Re: Help with sql query speed. Explain plan included

From: Maxim Demenko <mdemenko_at_gmail.com>
Date: Wed, 21 Mar 2007 20:42:04 +0100
Message-ID: <46018A8C.9050009@gmail.com>

Charles Hooper schrieb:
> On Mar 18, 11:11 pm, "fitzjarr..._at_cox.net" <fitzjarr..._at_cox.net>
> wrote:

> Your results
> may vary on other platforms.
>
> Charles Hooper
> PC Support Specialist
> K&M Machine-Fabricating, Inc.
>

Some thoughts (Charles, sorry, i snipped your results, because my posting came out too to long, but i'll reference sometimes execution plans which you have posted):
I think, the even
distribution of data is rather untypical for real life ( i.e. 3 mio residents, each of them answered approximately 90 questions). Maybe i am wrong and the distribution in OP case is indeed more even, but i expect it rather to be normal ( something like binomial - sorry for possibly wrong terms, statistic is not my strength). I.e. i would expect (for 9 buckets for example)
1 resident ansered 1 question
8 answered 2 questions
28 answered 3 questions
56 answered 4 questions
70 answered 5 questions
56 answered 6 questions
28 answered 7 questions
8 answered 8 questions
1 answered 9 question
where 1,8,28 ... are binomial coefficients like N!/(N-n)!*n! . Total were 2**(9-1) customers which answered questionnaire. Well, for this example i took 20 buckets ( gives me 524288 customers, within each bucket 5 questions, results in 2621440 customers which is nearly the same as by OP). To generate test data i prepared a driving table with precalculated bucket sizes.

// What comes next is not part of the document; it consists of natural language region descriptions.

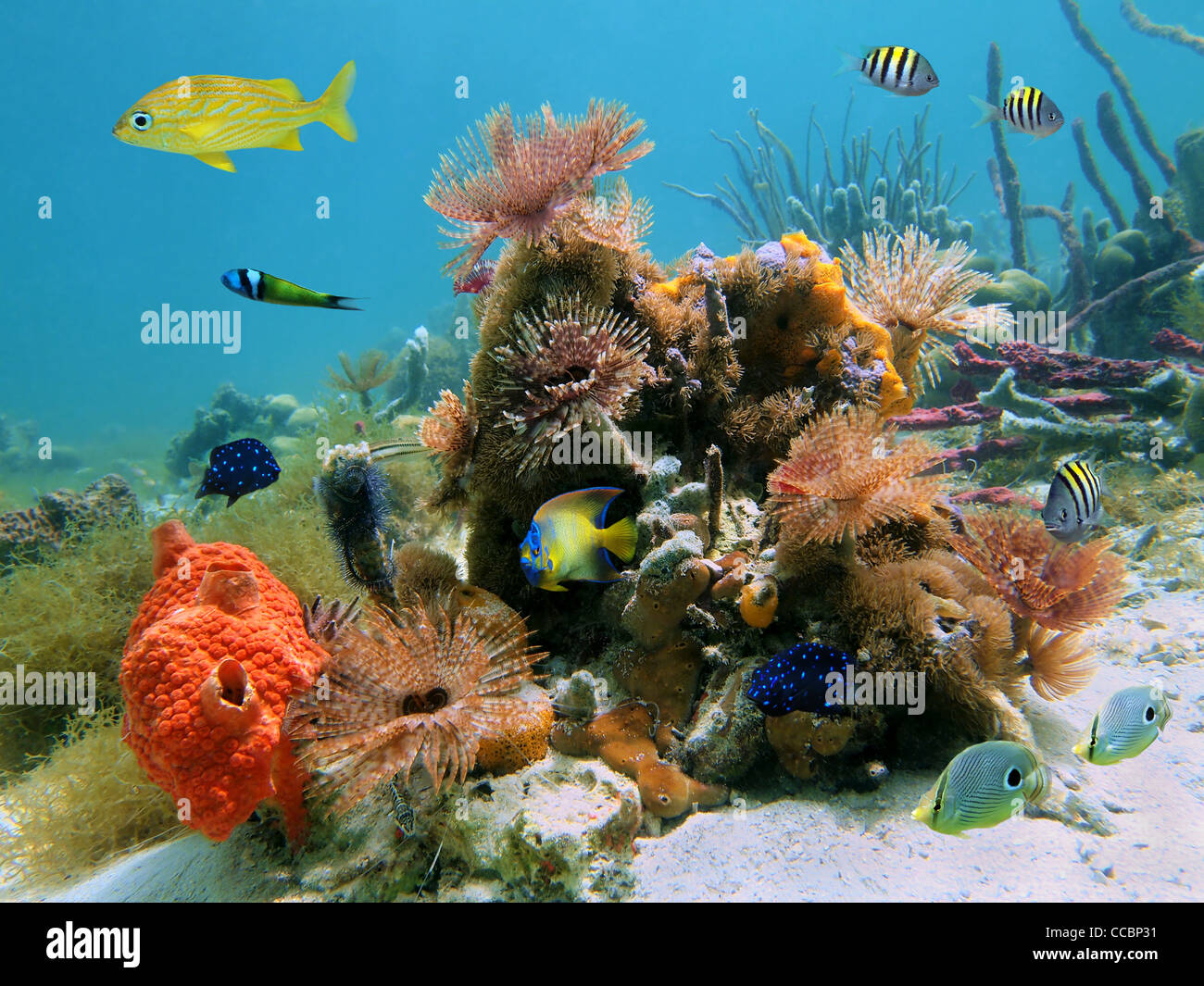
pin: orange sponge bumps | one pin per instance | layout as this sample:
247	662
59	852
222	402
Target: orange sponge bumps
216	650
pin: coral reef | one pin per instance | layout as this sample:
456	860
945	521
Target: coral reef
216	650
1060	586
777	199
521	177
412	689
624	741
31	533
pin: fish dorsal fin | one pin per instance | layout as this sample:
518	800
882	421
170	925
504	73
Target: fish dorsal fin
285	87
589	502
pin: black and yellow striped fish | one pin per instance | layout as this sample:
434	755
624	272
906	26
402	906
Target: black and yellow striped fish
1072	508
898	70
1027	109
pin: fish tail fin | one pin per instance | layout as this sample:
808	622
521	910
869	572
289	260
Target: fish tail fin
621	538
333	104
990	113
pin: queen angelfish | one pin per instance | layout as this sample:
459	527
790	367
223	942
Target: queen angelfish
264	287
1128	722
984	785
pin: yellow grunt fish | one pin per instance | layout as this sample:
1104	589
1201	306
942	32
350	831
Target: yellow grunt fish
207	116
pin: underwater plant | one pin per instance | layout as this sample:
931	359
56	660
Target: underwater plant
919	293
371	369
409	688
524	176
574	368
775	199
842	478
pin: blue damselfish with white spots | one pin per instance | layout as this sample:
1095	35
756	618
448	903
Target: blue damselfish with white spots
795	680
237	468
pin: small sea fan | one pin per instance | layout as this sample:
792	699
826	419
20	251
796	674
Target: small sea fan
919	293
405	689
573	368
1060	586
1062	664
842	477
520	179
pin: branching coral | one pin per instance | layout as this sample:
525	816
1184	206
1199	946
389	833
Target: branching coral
519	179
1060	586
574	368
409	688
919	293
843	478
373	368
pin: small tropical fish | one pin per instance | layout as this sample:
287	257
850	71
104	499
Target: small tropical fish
1072	509
207	116
898	70
237	468
1128	722
263	287
569	540
477	280
795	680
1027	109
984	785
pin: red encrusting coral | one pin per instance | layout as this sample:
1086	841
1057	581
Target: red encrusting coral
216	650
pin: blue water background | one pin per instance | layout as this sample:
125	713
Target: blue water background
135	229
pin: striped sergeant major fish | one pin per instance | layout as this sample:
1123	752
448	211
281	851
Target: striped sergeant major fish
1072	508
898	70
1027	109
264	287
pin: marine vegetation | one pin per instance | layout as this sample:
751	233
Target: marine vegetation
774	197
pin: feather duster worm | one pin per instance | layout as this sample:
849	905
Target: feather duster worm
1060	586
842	478
919	293
574	368
409	689
519	180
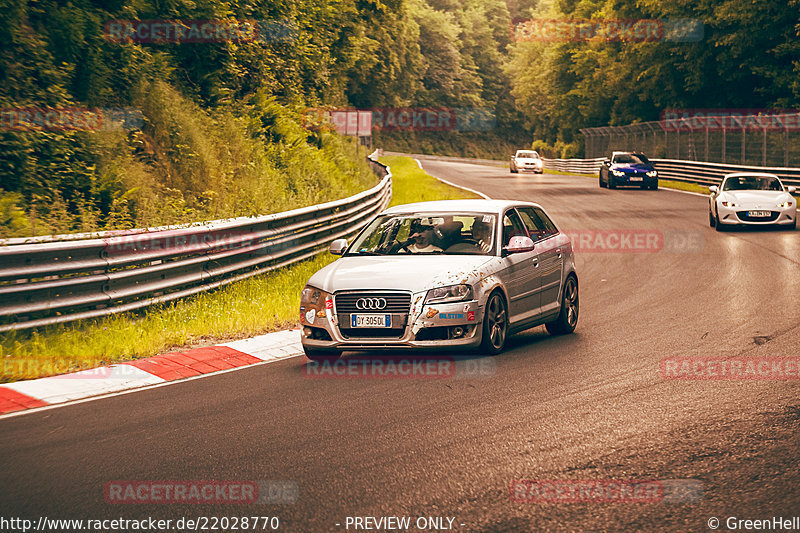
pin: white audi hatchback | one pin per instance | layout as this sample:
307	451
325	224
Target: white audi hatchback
455	273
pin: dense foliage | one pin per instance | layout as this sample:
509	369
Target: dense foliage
223	133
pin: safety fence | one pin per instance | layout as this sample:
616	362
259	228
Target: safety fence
764	139
58	279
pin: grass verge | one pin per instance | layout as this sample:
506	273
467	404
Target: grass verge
263	303
667	184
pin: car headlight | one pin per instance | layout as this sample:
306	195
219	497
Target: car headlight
451	293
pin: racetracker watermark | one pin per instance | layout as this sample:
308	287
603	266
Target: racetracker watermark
201	492
397	367
179	242
625	30
422	119
625	241
605	491
66	368
199	31
36	119
730	368
730	119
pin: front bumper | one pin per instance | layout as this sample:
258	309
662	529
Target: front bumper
635	180
433	326
780	216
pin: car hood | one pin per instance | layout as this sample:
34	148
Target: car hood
401	272
752	198
639	167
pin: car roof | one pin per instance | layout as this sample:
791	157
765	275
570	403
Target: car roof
469	206
754	174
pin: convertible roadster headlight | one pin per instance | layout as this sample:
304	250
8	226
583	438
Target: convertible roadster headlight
451	293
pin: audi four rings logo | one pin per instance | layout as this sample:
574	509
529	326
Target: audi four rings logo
370	303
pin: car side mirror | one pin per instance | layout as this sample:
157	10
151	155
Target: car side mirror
518	245
338	246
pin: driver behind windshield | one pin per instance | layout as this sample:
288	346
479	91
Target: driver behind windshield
422	239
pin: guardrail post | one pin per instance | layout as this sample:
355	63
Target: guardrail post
724	141
786	146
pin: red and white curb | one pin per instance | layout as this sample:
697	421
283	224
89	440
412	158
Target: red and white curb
155	370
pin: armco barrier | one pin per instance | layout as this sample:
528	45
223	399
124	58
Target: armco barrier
678	170
58	279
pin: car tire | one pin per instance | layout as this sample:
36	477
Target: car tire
570	307
495	324
322	356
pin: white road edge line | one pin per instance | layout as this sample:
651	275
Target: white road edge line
139	389
473	191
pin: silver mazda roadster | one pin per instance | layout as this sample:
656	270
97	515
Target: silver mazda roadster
456	273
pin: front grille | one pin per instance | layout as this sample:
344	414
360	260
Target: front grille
396	302
371	333
747	218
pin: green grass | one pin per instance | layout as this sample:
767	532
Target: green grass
263	303
412	184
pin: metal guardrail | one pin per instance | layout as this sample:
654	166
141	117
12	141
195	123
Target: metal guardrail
673	169
64	278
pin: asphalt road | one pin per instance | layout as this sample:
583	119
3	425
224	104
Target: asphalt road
589	406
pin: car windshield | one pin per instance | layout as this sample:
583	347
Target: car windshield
631	159
426	233
758	183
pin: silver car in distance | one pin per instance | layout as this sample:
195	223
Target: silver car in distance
455	273
753	199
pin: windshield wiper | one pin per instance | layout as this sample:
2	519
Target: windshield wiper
364	252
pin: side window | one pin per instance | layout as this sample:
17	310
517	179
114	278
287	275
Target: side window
537	227
512	226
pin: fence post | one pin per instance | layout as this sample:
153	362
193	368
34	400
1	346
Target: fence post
786	145
724	141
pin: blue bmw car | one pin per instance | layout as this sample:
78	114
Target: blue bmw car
628	169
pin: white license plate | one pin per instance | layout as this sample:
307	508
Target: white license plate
371	321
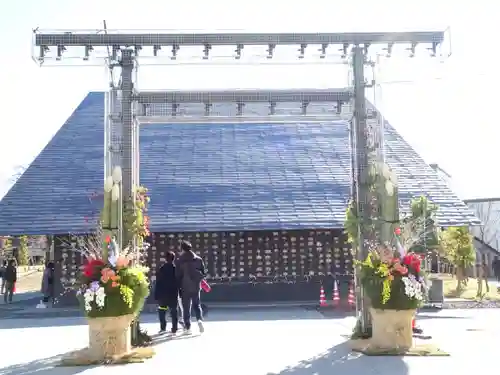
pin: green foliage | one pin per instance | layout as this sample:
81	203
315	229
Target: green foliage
126	298
457	244
423	221
134	215
383	281
23	253
351	224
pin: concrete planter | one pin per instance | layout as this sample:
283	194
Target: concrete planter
392	329
109	337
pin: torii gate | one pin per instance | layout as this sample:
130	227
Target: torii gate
126	107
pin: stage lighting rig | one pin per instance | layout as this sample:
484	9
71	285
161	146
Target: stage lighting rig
323	48
239	49
354	48
206	51
389	49
302	50
412	49
270	50
93	45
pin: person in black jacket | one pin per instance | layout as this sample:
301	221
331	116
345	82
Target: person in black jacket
167	293
190	272
10	277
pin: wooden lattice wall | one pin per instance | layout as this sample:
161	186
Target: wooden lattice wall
261	255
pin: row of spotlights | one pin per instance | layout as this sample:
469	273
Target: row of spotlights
345	51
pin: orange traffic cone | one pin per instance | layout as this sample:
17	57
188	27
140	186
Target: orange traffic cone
351	298
336	294
322	298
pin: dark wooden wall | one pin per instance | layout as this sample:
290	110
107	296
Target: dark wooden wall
256	266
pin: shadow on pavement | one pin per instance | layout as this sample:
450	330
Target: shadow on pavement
54	317
341	360
437	317
43	366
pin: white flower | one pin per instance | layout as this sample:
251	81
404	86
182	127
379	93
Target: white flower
413	288
100	297
88	297
389	188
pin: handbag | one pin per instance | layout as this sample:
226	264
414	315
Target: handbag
205	286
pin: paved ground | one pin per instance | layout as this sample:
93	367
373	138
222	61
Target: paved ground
277	341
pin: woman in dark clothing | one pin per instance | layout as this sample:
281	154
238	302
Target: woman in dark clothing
10	277
48	283
167	293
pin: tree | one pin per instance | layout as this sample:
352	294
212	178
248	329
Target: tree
490	219
6	247
422	219
23	253
457	245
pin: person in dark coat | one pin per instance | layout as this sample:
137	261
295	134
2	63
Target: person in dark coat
10	277
48	283
2	274
167	293
190	272
496	268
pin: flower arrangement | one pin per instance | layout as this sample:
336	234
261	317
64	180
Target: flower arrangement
113	287
393	282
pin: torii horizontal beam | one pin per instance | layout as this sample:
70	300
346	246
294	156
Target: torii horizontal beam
69	39
244	96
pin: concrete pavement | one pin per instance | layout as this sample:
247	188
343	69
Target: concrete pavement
286	341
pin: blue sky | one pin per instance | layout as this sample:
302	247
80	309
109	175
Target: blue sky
448	113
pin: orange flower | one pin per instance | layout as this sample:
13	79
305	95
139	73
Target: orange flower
122	262
401	269
107	274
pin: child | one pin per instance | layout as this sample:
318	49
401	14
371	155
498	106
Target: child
167	293
47	285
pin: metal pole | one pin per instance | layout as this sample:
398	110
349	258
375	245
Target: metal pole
127	120
362	194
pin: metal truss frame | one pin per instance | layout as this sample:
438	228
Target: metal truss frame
125	48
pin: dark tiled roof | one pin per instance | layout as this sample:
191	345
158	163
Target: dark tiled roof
212	177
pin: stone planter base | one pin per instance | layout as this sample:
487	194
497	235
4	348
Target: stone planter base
392	329
109	337
109	343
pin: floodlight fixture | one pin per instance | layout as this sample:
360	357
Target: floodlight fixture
270	50
302	50
323	48
388	49
244	96
272	108
239	49
206	51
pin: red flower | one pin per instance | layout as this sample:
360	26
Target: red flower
412	260
90	267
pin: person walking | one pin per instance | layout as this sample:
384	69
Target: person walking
190	272
167	293
48	284
496	268
3	267
482	276
10	278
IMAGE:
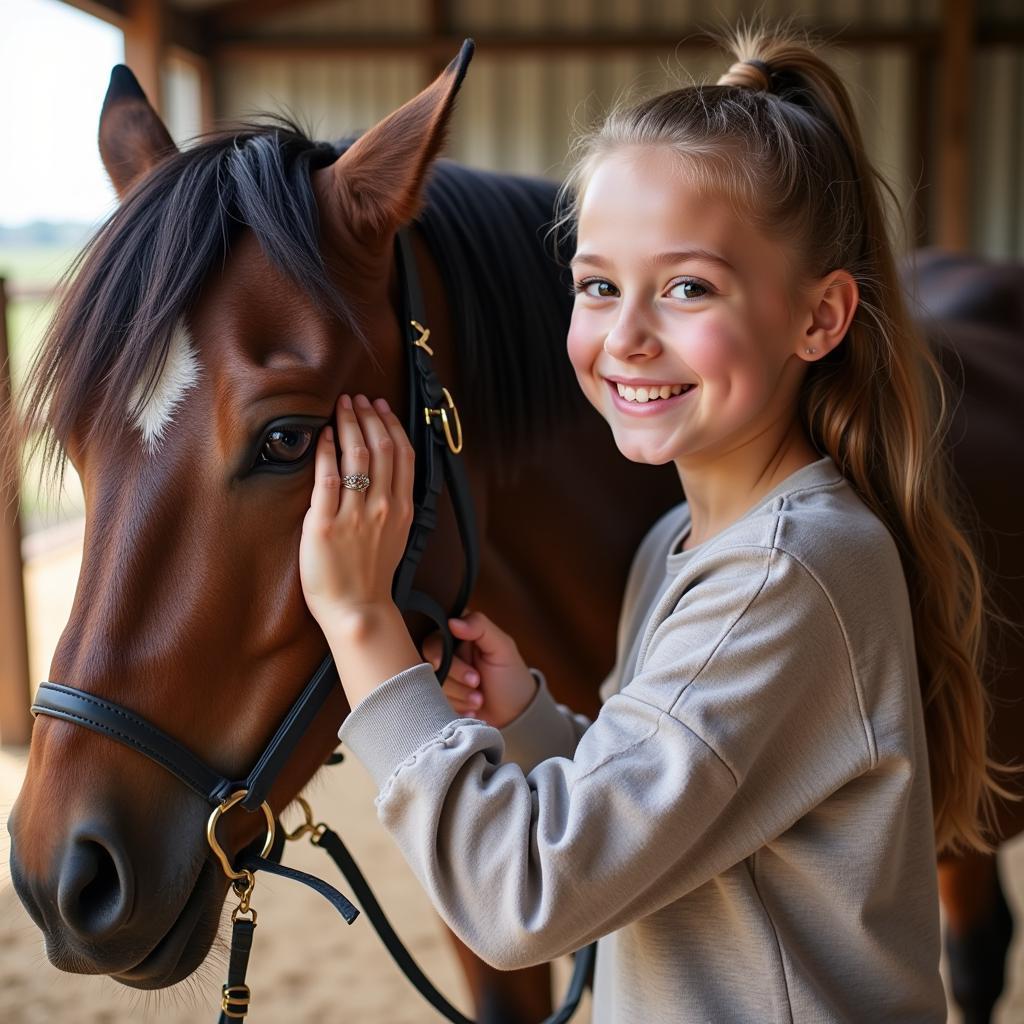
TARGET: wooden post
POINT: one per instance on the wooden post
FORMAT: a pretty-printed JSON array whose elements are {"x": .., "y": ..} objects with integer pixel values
[
  {"x": 955, "y": 70},
  {"x": 144, "y": 29},
  {"x": 15, "y": 722}
]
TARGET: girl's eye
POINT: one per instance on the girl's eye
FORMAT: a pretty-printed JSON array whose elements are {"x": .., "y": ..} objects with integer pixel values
[
  {"x": 286, "y": 444},
  {"x": 689, "y": 290},
  {"x": 597, "y": 288}
]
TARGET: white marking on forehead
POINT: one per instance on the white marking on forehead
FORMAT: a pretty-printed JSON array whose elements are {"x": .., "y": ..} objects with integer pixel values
[{"x": 180, "y": 373}]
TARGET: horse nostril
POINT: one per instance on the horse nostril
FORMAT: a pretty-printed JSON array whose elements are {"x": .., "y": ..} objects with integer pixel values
[{"x": 95, "y": 892}]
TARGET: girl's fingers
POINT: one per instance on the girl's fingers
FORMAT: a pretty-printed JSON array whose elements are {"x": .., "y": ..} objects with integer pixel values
[
  {"x": 460, "y": 671},
  {"x": 327, "y": 480},
  {"x": 381, "y": 446},
  {"x": 354, "y": 454},
  {"x": 457, "y": 692},
  {"x": 488, "y": 639},
  {"x": 404, "y": 457}
]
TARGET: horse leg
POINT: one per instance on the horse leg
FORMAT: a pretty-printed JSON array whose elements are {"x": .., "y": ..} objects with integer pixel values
[
  {"x": 505, "y": 996},
  {"x": 979, "y": 926}
]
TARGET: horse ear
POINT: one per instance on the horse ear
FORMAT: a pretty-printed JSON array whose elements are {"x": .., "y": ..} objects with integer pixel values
[
  {"x": 132, "y": 138},
  {"x": 381, "y": 176}
]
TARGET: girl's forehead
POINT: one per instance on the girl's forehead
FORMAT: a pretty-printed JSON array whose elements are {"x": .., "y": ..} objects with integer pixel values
[{"x": 639, "y": 199}]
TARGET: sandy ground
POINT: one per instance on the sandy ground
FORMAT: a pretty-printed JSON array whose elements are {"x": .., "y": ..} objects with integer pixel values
[{"x": 306, "y": 964}]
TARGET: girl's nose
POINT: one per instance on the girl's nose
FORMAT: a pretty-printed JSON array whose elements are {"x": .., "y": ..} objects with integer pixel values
[{"x": 631, "y": 338}]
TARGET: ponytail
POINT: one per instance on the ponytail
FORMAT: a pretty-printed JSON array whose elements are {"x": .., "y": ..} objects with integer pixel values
[{"x": 777, "y": 134}]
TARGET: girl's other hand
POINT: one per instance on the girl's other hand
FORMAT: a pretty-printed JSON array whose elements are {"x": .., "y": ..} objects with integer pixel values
[
  {"x": 352, "y": 540},
  {"x": 488, "y": 679}
]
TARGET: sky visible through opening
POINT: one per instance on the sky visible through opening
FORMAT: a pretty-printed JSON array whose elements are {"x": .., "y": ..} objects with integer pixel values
[{"x": 54, "y": 67}]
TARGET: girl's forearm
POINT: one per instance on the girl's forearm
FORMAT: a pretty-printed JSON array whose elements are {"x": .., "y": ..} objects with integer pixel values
[{"x": 370, "y": 645}]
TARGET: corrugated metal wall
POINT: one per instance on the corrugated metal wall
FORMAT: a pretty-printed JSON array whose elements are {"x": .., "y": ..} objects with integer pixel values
[{"x": 516, "y": 110}]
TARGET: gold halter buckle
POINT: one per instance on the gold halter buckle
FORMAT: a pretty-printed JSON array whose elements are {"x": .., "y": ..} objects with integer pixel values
[
  {"x": 235, "y": 1000},
  {"x": 421, "y": 342},
  {"x": 455, "y": 445},
  {"x": 308, "y": 827}
]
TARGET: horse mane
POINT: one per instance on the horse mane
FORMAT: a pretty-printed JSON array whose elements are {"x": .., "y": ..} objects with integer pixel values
[{"x": 143, "y": 268}]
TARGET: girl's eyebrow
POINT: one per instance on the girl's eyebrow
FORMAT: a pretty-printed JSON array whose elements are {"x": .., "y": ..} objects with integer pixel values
[{"x": 662, "y": 259}]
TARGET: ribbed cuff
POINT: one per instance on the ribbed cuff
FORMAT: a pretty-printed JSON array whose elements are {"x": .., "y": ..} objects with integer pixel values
[{"x": 395, "y": 719}]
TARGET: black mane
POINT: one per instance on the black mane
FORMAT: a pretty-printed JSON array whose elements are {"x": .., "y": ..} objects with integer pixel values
[{"x": 144, "y": 267}]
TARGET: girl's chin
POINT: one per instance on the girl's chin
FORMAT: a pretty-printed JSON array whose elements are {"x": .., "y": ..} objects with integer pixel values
[{"x": 643, "y": 454}]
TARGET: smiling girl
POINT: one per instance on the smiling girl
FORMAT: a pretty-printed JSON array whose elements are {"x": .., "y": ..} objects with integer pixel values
[{"x": 795, "y": 722}]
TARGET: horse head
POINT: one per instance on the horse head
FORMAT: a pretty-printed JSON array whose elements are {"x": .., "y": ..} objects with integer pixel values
[{"x": 238, "y": 289}]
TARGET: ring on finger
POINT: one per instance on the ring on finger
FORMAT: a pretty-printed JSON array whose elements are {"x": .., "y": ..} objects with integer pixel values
[{"x": 355, "y": 481}]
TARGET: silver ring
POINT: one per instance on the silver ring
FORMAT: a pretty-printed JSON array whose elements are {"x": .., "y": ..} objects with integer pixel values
[{"x": 355, "y": 481}]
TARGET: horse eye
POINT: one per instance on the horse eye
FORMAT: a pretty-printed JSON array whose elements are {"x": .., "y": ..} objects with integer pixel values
[{"x": 286, "y": 444}]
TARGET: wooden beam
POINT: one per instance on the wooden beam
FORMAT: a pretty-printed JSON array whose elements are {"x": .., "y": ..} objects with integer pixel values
[
  {"x": 438, "y": 27},
  {"x": 111, "y": 11},
  {"x": 920, "y": 147},
  {"x": 15, "y": 722},
  {"x": 144, "y": 45},
  {"x": 956, "y": 64},
  {"x": 207, "y": 101},
  {"x": 241, "y": 13},
  {"x": 444, "y": 46}
]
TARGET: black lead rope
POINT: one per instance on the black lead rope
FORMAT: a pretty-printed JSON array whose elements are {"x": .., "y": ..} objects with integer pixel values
[{"x": 436, "y": 434}]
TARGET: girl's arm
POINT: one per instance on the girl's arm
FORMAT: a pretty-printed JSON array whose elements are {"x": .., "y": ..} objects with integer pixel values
[{"x": 742, "y": 719}]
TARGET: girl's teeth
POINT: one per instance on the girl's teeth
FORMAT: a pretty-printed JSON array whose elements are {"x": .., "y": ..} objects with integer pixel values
[{"x": 645, "y": 394}]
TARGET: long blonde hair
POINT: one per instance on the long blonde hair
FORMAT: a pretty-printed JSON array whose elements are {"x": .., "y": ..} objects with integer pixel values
[{"x": 778, "y": 136}]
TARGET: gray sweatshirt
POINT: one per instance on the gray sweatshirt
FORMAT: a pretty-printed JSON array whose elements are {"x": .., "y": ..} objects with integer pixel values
[{"x": 747, "y": 825}]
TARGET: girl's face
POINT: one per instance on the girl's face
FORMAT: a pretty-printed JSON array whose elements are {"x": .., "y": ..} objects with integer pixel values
[{"x": 683, "y": 336}]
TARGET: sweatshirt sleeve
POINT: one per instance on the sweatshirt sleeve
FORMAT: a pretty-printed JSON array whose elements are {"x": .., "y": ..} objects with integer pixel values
[
  {"x": 742, "y": 716},
  {"x": 544, "y": 729}
]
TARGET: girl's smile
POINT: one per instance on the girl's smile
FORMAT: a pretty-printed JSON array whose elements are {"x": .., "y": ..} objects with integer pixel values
[
  {"x": 647, "y": 397},
  {"x": 682, "y": 336}
]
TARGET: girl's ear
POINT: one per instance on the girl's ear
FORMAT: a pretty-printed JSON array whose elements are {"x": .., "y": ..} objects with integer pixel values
[
  {"x": 379, "y": 180},
  {"x": 834, "y": 301},
  {"x": 132, "y": 138}
]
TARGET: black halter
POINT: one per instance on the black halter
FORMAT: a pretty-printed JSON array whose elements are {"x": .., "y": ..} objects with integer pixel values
[{"x": 436, "y": 435}]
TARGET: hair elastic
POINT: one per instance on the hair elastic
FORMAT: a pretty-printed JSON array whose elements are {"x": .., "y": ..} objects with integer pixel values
[{"x": 761, "y": 67}]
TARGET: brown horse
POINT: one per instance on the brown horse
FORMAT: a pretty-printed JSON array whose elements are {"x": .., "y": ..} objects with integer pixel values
[
  {"x": 973, "y": 313},
  {"x": 240, "y": 287}
]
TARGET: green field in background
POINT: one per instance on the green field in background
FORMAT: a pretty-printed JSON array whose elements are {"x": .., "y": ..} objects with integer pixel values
[{"x": 35, "y": 264}]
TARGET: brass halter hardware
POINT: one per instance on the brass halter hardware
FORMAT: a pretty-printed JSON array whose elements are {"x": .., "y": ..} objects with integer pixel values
[
  {"x": 455, "y": 445},
  {"x": 307, "y": 827},
  {"x": 421, "y": 342},
  {"x": 211, "y": 833},
  {"x": 455, "y": 440},
  {"x": 242, "y": 882},
  {"x": 235, "y": 1000}
]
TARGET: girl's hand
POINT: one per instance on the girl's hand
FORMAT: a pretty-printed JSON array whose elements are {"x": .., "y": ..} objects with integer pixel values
[
  {"x": 352, "y": 541},
  {"x": 488, "y": 678}
]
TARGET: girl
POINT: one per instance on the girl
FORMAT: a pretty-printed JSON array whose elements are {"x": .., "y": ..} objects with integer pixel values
[{"x": 795, "y": 722}]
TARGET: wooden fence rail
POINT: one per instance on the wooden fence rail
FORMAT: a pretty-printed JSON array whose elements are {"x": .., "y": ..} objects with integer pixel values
[{"x": 15, "y": 722}]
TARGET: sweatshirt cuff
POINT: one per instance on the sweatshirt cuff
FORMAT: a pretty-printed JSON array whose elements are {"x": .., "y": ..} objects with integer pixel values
[
  {"x": 396, "y": 719},
  {"x": 539, "y": 732}
]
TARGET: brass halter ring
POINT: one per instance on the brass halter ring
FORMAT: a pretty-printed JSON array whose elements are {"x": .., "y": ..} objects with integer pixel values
[
  {"x": 211, "y": 834},
  {"x": 455, "y": 445},
  {"x": 308, "y": 827}
]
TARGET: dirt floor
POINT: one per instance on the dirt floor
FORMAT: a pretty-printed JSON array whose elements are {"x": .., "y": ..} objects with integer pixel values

create table driving_table as
with t as (

select rownum rn,

     ntile(20) over(order by level) - 1 asc_factorial_src,
     ntile(20) over(order by level desc)  -1 desc_factorial_src

from dual connect by level <=100),
t1 as (

select rn,

     power(2,(sum(log(2,decode(asc_factorial_src,0,1,asc_factorial_src)))
     over(partition by mod(rn,5)) -
     sum(log(2,decode(asc_factorial_src,0,1,asc_factorial_src)))
     over(partition by mod(rn,5) order by asc_factorial_src) -
     sum(log(2,decode(desc_factorial_src,0,1,desc_factorial_src)))
     over(partition by mod(rn,5) order by asc_factorial_src desc))) binom

from t),
t2 as (

select rn, sum(binom) over(order by rn) high_resident_id from t1)
select rn,

nvl(lag(high_resident_id) over(order by rn),0) + 1 low_resident_id, high_resident_id
from t2

Then, test data itself could be generated with following query:

insert into t(residentid,questionnumber,answer) with t as (

select rownum question#
from dual connect by level <=100),
t1 as (

select rownum res_id
from dual connect by level <=2621440), row_source as(

   select res_id,
   question#,
   row_number() over(partition by res_id order by dbms_random.value) question_id,

trunc(dbms_random.value(1,81)) answer_id from t,t1)
select res_id,question_id,answer_id
from row_source r,

driving_table t
where res_id between low_resident_id and high_resident_id and question# <= rn

(Actually, i splitted this insert into 3 chunks to get rid of temp/undo space). This will give exactly test data as i looked for - about 2.6 Mio residents answered normally distributed amount of random questions in range of 1-100 with random answers in range 1-80, in total about 130 Mio records (regarding flaws in my logic, corrections are always appreciated)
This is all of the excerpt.